Question

Consider the cyclic process ABCA on a sample of $2.0mol$ of an ideal gas as shown in figure. The temperature of the gas at A and B are $300K$ and $500K$ respectively. A total of $1200J$ heat is withdrawn from the sample in the process. Find the work done by the gas in part BC. take $R=8.3J/mol-K$

Answer 1

From first law of thermodynamics,

$\Delta U=q+W$

The change in internal energy during the cyclic process is zero.
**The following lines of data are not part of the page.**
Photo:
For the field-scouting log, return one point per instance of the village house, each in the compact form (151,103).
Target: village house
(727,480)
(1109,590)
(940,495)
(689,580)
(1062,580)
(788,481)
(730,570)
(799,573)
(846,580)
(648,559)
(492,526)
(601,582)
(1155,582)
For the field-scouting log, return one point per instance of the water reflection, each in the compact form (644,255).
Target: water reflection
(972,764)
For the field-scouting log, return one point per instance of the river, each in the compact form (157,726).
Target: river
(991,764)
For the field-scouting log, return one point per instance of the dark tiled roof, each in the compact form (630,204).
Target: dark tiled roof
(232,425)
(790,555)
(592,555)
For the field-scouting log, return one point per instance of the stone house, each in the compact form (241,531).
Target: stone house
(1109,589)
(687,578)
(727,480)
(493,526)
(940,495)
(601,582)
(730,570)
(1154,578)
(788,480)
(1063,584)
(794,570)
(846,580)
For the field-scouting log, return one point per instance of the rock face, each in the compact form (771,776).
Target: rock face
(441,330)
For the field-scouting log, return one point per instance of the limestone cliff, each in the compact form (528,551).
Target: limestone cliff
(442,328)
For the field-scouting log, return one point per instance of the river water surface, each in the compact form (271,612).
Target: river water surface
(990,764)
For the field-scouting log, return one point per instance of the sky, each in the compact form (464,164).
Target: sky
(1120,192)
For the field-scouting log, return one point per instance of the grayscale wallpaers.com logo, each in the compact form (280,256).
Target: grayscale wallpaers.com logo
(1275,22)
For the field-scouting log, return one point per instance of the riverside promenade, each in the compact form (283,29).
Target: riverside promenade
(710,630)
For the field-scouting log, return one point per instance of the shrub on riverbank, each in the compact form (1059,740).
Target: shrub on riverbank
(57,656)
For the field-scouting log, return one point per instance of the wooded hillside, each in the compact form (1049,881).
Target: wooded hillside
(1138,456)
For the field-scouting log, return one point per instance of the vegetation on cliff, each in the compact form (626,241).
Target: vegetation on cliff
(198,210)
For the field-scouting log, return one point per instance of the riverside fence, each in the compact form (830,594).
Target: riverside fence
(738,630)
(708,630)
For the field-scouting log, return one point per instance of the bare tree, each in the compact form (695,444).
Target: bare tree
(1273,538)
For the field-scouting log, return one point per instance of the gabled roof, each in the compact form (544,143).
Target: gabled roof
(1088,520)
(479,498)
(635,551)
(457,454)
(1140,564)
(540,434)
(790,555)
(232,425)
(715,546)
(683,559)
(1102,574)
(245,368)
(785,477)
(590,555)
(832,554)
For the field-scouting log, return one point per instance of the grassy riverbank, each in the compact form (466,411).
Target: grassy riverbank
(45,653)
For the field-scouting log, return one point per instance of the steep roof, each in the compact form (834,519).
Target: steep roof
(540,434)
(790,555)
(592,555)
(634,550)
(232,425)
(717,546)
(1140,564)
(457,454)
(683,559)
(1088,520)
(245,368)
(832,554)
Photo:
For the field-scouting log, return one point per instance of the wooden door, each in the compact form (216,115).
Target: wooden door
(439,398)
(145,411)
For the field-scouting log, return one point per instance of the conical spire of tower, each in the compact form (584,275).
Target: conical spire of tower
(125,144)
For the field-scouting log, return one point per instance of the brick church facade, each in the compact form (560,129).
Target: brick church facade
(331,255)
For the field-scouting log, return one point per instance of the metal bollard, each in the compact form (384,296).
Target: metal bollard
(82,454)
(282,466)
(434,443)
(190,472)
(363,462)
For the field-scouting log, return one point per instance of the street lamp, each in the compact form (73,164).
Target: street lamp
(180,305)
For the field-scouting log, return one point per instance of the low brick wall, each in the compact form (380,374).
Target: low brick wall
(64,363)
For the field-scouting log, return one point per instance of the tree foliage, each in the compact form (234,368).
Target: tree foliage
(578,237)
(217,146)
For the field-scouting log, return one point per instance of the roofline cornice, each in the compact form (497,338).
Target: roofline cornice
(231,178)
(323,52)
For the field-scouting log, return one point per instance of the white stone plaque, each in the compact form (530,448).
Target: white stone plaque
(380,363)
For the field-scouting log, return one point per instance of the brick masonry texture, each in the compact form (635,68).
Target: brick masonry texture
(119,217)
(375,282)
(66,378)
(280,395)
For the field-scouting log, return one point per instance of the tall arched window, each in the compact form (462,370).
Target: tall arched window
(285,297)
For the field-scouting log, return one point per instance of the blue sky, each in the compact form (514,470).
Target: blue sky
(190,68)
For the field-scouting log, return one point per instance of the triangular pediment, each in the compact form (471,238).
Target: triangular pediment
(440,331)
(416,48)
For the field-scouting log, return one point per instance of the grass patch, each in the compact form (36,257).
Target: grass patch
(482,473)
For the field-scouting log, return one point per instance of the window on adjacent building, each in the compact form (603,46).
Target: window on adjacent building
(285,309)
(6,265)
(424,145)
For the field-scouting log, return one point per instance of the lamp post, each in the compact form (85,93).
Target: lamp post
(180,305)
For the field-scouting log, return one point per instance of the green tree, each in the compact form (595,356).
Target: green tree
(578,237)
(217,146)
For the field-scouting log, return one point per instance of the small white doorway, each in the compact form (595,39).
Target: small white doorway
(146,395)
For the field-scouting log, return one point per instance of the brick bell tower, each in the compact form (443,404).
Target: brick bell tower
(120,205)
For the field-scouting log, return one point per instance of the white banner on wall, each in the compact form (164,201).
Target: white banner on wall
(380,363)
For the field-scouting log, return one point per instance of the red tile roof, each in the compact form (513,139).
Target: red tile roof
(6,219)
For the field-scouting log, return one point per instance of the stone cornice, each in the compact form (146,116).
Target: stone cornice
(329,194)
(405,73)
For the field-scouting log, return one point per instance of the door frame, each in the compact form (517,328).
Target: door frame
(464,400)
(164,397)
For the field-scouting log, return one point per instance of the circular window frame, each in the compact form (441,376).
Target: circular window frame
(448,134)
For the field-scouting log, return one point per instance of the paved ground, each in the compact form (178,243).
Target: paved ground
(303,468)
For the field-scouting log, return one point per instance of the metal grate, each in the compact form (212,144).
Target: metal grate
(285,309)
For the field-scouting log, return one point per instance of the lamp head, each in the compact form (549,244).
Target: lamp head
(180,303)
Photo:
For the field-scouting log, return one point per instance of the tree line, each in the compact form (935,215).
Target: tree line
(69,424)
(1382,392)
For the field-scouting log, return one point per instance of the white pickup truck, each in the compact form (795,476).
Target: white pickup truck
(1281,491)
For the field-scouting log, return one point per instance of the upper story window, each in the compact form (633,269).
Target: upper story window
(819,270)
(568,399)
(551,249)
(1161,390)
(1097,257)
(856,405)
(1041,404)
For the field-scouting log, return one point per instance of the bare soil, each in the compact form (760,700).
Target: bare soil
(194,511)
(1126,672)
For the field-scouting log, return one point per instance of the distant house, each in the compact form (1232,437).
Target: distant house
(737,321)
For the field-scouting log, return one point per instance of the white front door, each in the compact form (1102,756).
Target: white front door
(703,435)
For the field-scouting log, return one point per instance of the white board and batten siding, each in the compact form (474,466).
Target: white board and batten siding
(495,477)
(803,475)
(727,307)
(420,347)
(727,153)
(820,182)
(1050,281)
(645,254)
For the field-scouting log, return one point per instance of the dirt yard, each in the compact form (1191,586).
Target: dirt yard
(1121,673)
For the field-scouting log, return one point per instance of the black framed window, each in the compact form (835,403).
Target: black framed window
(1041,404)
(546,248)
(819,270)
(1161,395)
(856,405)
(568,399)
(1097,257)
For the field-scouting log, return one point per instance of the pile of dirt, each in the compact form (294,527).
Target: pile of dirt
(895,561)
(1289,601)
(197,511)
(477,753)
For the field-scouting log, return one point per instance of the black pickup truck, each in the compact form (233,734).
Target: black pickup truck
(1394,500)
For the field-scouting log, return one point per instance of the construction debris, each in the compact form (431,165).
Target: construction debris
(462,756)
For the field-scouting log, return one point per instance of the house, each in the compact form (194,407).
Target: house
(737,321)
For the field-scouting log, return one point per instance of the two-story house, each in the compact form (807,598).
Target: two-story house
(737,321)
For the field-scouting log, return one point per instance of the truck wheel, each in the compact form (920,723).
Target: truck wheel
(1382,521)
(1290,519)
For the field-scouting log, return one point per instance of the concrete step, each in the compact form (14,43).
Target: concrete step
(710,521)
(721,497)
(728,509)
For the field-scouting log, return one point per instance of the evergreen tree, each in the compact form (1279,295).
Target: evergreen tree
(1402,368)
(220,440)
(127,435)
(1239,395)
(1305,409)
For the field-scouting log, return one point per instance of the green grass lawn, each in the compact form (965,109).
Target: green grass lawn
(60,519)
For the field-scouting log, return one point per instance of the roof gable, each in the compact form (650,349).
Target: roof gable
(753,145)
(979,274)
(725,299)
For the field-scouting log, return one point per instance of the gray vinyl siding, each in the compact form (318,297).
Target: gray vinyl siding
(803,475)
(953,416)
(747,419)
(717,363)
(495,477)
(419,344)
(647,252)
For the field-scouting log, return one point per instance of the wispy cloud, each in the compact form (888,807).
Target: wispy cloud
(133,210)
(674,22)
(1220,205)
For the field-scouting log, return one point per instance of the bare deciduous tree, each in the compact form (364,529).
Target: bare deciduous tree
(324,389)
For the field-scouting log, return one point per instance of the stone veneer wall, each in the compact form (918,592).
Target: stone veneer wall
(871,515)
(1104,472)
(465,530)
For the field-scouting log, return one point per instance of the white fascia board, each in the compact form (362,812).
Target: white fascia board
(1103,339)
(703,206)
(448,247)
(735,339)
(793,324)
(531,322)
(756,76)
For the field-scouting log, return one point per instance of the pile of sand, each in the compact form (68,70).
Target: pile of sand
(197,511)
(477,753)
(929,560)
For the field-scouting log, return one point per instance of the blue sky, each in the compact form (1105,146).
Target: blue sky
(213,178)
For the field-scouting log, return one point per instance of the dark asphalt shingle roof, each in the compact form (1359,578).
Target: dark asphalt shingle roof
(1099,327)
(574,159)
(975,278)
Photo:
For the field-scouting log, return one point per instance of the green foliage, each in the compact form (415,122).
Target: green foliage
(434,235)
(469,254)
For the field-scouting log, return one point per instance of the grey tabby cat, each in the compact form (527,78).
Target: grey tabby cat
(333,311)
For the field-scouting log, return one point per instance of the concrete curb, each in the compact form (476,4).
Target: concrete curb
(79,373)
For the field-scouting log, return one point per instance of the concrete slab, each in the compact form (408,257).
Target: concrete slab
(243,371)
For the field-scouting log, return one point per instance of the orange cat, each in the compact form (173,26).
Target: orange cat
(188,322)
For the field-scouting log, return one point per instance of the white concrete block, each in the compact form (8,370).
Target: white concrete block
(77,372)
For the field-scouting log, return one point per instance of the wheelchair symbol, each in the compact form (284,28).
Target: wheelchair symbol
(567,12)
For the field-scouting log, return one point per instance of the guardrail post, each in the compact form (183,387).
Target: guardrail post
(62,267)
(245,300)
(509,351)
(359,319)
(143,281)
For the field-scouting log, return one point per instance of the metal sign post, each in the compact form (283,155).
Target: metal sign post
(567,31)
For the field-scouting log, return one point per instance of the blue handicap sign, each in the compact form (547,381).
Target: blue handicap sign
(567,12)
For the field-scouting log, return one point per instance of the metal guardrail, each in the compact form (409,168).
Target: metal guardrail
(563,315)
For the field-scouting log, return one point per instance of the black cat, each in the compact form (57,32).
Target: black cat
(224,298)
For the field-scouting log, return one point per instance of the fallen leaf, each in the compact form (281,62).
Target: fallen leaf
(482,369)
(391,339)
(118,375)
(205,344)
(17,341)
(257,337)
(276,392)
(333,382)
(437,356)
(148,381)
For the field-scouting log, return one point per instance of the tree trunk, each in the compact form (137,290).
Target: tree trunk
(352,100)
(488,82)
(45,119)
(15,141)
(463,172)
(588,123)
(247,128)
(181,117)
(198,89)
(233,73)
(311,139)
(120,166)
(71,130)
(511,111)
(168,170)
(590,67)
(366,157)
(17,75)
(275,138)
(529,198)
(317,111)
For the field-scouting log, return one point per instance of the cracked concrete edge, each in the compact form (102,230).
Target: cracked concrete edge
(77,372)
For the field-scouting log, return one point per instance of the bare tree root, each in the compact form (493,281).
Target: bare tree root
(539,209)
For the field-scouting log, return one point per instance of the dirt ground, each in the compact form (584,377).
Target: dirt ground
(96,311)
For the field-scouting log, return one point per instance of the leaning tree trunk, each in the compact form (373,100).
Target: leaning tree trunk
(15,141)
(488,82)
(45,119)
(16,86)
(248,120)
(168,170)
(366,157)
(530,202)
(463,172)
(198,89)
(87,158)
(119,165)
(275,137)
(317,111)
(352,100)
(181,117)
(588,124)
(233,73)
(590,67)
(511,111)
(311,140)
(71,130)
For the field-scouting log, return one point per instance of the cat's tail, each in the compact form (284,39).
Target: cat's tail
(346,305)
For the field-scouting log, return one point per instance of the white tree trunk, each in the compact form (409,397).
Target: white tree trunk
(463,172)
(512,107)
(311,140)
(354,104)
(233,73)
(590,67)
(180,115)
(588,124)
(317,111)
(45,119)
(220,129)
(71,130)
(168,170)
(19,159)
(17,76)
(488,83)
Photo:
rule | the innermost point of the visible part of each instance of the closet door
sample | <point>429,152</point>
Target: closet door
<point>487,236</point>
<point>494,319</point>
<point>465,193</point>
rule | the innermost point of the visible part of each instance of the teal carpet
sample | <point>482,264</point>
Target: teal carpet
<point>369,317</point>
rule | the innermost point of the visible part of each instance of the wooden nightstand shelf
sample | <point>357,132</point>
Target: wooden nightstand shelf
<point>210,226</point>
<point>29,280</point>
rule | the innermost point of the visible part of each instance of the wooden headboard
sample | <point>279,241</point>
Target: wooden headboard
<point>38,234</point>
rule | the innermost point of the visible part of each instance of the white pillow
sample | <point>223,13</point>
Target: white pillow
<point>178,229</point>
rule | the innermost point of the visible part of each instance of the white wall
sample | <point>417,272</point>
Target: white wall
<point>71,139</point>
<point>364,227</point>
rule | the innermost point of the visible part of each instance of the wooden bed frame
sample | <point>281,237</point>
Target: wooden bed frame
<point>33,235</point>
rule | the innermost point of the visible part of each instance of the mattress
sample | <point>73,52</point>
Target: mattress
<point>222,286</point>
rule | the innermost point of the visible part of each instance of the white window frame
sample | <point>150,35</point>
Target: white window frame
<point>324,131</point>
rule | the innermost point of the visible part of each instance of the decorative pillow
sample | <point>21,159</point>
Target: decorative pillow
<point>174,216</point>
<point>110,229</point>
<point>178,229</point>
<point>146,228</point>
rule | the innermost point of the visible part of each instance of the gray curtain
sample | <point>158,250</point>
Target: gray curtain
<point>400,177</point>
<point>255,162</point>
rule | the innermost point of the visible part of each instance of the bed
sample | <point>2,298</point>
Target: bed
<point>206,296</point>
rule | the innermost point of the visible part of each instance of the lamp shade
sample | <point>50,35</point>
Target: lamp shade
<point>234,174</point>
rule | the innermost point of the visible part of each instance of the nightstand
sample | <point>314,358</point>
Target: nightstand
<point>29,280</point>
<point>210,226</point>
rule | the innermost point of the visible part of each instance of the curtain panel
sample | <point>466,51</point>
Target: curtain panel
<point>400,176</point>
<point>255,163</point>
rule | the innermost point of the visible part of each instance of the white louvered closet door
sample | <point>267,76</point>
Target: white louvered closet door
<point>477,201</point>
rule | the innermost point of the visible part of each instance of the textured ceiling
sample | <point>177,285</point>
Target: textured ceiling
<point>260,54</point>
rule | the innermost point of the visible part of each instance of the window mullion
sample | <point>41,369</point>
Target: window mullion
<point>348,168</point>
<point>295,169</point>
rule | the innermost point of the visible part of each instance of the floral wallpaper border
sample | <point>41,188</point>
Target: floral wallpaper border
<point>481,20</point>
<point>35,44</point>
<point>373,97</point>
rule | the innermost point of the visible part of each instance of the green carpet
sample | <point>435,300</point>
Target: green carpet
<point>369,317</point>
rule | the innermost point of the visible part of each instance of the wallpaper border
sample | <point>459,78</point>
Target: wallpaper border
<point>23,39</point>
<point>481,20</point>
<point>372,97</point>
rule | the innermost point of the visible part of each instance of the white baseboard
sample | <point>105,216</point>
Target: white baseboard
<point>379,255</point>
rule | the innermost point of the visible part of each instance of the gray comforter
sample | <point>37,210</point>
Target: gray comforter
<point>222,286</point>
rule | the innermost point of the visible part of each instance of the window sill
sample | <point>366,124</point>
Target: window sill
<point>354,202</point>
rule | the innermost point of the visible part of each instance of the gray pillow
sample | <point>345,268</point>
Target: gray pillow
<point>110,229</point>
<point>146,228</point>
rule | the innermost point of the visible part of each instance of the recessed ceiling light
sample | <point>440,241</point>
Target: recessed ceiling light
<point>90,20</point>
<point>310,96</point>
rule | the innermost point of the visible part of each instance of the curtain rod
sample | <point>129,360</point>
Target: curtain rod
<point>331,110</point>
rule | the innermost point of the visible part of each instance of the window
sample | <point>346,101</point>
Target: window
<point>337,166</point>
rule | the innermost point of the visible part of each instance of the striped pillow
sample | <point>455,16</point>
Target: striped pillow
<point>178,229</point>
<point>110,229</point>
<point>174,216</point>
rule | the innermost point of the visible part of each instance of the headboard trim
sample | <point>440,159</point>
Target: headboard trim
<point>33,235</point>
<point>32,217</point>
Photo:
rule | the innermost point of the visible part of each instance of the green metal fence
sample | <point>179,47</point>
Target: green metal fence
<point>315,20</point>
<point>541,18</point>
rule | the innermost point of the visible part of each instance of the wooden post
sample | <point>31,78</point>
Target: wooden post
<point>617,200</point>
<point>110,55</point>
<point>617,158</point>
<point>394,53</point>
Therefore, heat supplied to the gas is equal to work done by it, i.e.,

$q=-W$

As the heat is withdrawn from the sample, thus

$q=-1200J$

Therefore,

$W_{Total}=-(-1200)=+1200J$

As the cyclic process is traced anticlockwise, the net work done by the system is negative.

$\therefore W=-1200$

Now from fig.,

$W=W_{A\to B}+W_{B\to C}+W_{C\to A}$

$\Rightarrow W_{A\to B}+W_{B\to C}+W_{C\to A}=-1200.....\left(1\right)(\because W=-1200J)$

Now, work done during process $A\to B$,

$W_{A\to B}=P\Delta V=nR\Delta T(\text{From ideal gas equation, i.e.,}PV=nRT)$

$\therefore W_{A\to B}=nR(T_B-T_A)$

$\Rightarrow W_{A\to B}=2\times 8.314\times (500-300)$

$\Rightarrow W_{A\to B}=3325.6J$

Now work done during process $B\to C$,

$W_{B\to C}=?$

Now work done during process $C\to A$,

$W_{C\to A}=0(\because \text{V is constant, i.e.,}\Delta V=0)$

Now from ${eq}^n\left(1\right)$, we have

$3325.6+W_{B\to C}+0=-1200$

$\Rightarrow W_{B\to C}=-1200+(-3325.6)=-4525.6J$

Hence the work done by the gas in process $B\to C$ is $-4525.6J$.